In vitro pKal functional assay. When used, mouse serum was diluted in sample dilution buffer and incubated 1:1 with 6.25 nM (1.56 nM in-well) pKal for 30° C./1 hour. For total IgG purification from mouse serum, antibody was purified using the Protein A Spin Antibody Purification Kit (BioVision) according to manufacturer's protocol. Total antibody concentration was measured using a Nanodrop spectrophotometer, with OD absorbance=280 nM. AMC standard curve was generated by a two-fold downward dilution series of AMC (500 nM, eleven dilutions and blank subtracted) diluted in assay buffer. AMC was read as end point fluorescence at excitation/emission wavelengths of 380/460 nm, respectively. Specific plasma kallikrein activity was calculated as: (adjusted experimental sample Vmax, RFU/sec)×(Conversion factor, AMC standard curve μM/RFU)/(pKal concentration, nM). Percent reduction in pKal activity was derived from calculating day 49 by day −7 pKal activity.
To determine whether AAV-derived therapeutic antibody can suppress plasma kallikrein function, we developed the in vitro AMC substrate-based functional assay to address this in a proof-of-concept study. In this assay, antibody-containing medium is incubated with activated human pKal, as described above. Antibody-bound pKal is then given the synthetic peptide substrate Pro-Phe-Arg conjugated to AMC (PFR-AMC) and amount of released AMC is measured over time at excitation/emission wavelengths of 380/460 nm, respectively, for 3 hours. The assay showed noticeable therapeutic antibody-mediated suppression of pKal activity down to 0.1 nM (in-well concentration) at a defined enzyme concentration. We first sought to determine whether serum from mice administered therapeutic antibody-encoded AAV could suppress pKal activity. Serum from mice 49 days post-administration was diluted 1:25 (in range predicted to be suppressive), incubated with pKal in vitro, and pKal activity was assayed. Serum from mice post-vector administration, as opposed to 7 days pre-administration, suppressed pKal activity, as reflected in a significant reduction of enzyme activity and a ˜50% percent reduction in pKal activity between the two time points.
Further experiments show that suppression was due to the therapeutic antibody within the serum. Reasoning that the human IgG, namely therapeutic antibody, would only be found in the day 49 post-administration IgG fraction, but not the day −7 pre-administration samples, purified and total IgG antibody was used from the aforementioned day −7 and day 49 mouse serum samples to test pKal suppression. Indeed, only therapeutic antibody-containing purified IgG from day 49 post-administration serum, but not IgG from the pre-administration time point, suppressed human pKal function.
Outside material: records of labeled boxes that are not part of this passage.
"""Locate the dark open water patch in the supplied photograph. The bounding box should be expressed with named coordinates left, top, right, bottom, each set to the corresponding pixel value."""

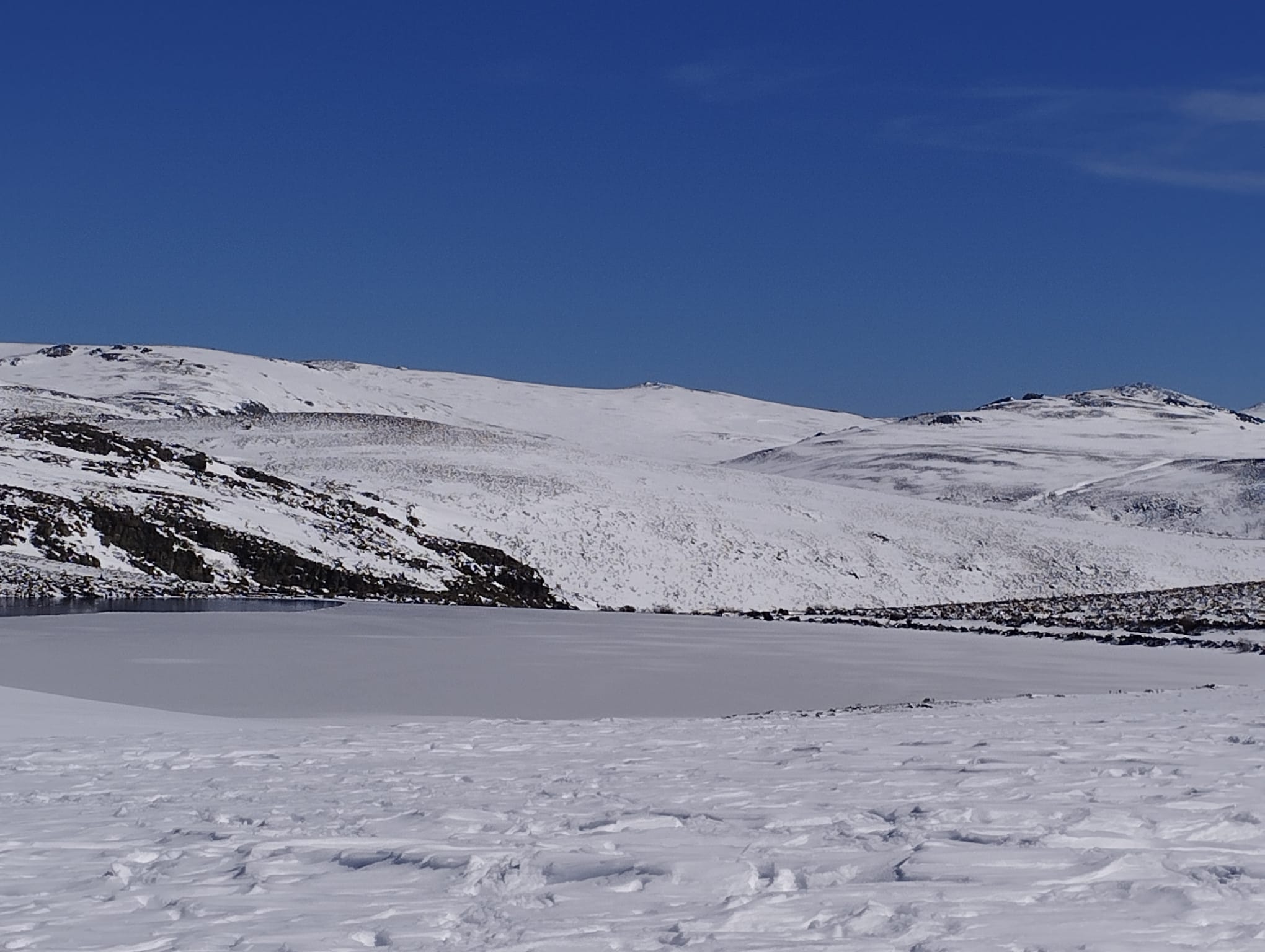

left=0, top=598, right=343, bottom=618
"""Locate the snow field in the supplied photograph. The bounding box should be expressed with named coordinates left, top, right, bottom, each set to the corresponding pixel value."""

left=0, top=604, right=1265, bottom=720
left=0, top=689, right=1265, bottom=952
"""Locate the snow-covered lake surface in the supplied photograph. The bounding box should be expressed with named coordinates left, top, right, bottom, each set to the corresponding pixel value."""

left=0, top=606, right=1265, bottom=952
left=0, top=604, right=1265, bottom=720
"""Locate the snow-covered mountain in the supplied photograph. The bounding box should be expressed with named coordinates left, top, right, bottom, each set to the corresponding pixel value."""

left=0, top=344, right=864, bottom=463
left=0, top=345, right=1265, bottom=609
left=0, top=415, right=559, bottom=607
left=732, top=384, right=1265, bottom=539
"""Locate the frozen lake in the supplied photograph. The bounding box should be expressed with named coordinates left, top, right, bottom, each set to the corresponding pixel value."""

left=0, top=604, right=1265, bottom=720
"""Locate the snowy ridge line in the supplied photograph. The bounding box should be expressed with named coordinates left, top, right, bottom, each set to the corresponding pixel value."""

left=0, top=416, right=566, bottom=607
left=729, top=384, right=1265, bottom=539
left=0, top=345, right=1265, bottom=610
left=0, top=689, right=1265, bottom=952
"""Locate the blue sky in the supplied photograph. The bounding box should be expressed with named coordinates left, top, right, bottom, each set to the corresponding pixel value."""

left=0, top=0, right=1265, bottom=413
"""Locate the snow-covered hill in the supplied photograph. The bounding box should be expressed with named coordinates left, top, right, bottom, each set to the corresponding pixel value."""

left=732, top=384, right=1265, bottom=539
left=0, top=344, right=863, bottom=462
left=0, top=345, right=1265, bottom=609
left=0, top=416, right=564, bottom=607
Example 17: Characterization of Tissue-Restricted Transgene Immunogenicity

The goal of this study is to understand transgene immunogenicity and/or tolerance induction in the context of ubiquitous, tissue-specific, or tandem promoters. Hypothesis: Vectors driven by liver-specific and liver-muscle tandem promoters will demonstrate reduced immunogenicity compared to vectors driven by a ubiquitous promoter. To test this hypothesis, four AAV vectors that drive expression of a highly immunogenic membrane-bound ovalbumin (mOVA) were constructed. These vectors differ in their promoter sequences which includes: a) a ubiquitous CAG promoter (SEQ ID NO:25) b) the liver-specific hAAT promoter with upstream ApoE enhancer), the muscle-specific CK8 promoter cassette composed of the CK core promoter and three copies of a modified MCK enhancer (SEQ ID NO:90), and d) liver-muscle tandem promoter 6 (LMTP6, SEQ ID NO:71) that contains sequence elements derived from hAAT and CK8. Initial experiments will measure the immune response following intravenous (IV) vector administration within mice. Study endpoints will include characterization of humoral and cell-mediated immune responses against the mOVA transgene product. In addition, tissues will be harvested for vector biodistribution and transgene expression analysis.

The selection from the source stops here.